When I saw this photograph by Marianthi, my first thought was that I was not sure if I was looking at the sea, but I definitely felt it. I really felt that the photograph titled “Tidal Pool #5” shows the sea, but I have decided not to ask Marianthi but to leave it to my imagination.
I was neither sure about what exactly was in front of her camera nor if she used multiple exposure. What one can be sure of is her photograph is very sea-like. Oceans and seas (probably most great lakes, too) are strongly connected with blue colour in human brains. It is not just one blue but the full spectrum from pale blue to deep navy blue.
Even if sometimes some shallows are green or brown, they are still a part of something bigger which remains blue. It is not only this range of blue but a sense of wind added that makes the white stripes on a blue background. All this playing with blue I can find as a key element of the Marianthi’s photograph.
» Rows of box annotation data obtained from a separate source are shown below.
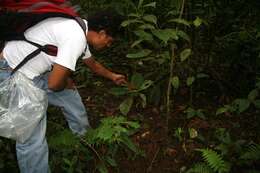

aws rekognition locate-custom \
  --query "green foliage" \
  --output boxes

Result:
[184,107,205,119]
[83,117,143,173]
[86,117,139,146]
[198,149,230,173]
[110,73,153,115]
[186,163,214,173]
[240,143,260,161]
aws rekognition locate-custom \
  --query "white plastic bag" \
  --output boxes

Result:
[0,72,47,143]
Moreover, the way the layers of blue shades compose with each other reminds me of traces which waves leave on a beach.
While most people know the sea well, the view is left asking - where was it taken – is it a view from a beach? Is there any better place to take a walk and dream a bit than a narrow strip of sand with safe land on one hand, endless water on the other and a fresh breeze on the face? When I think about seascape, I usually mean beachscape. A psychiatrist could say that one of the reasons I enjoy this photograph so much is because I find my comfortable environment in it. However, “Tidal Pool #5“ gives something more, and it is also very sea-like.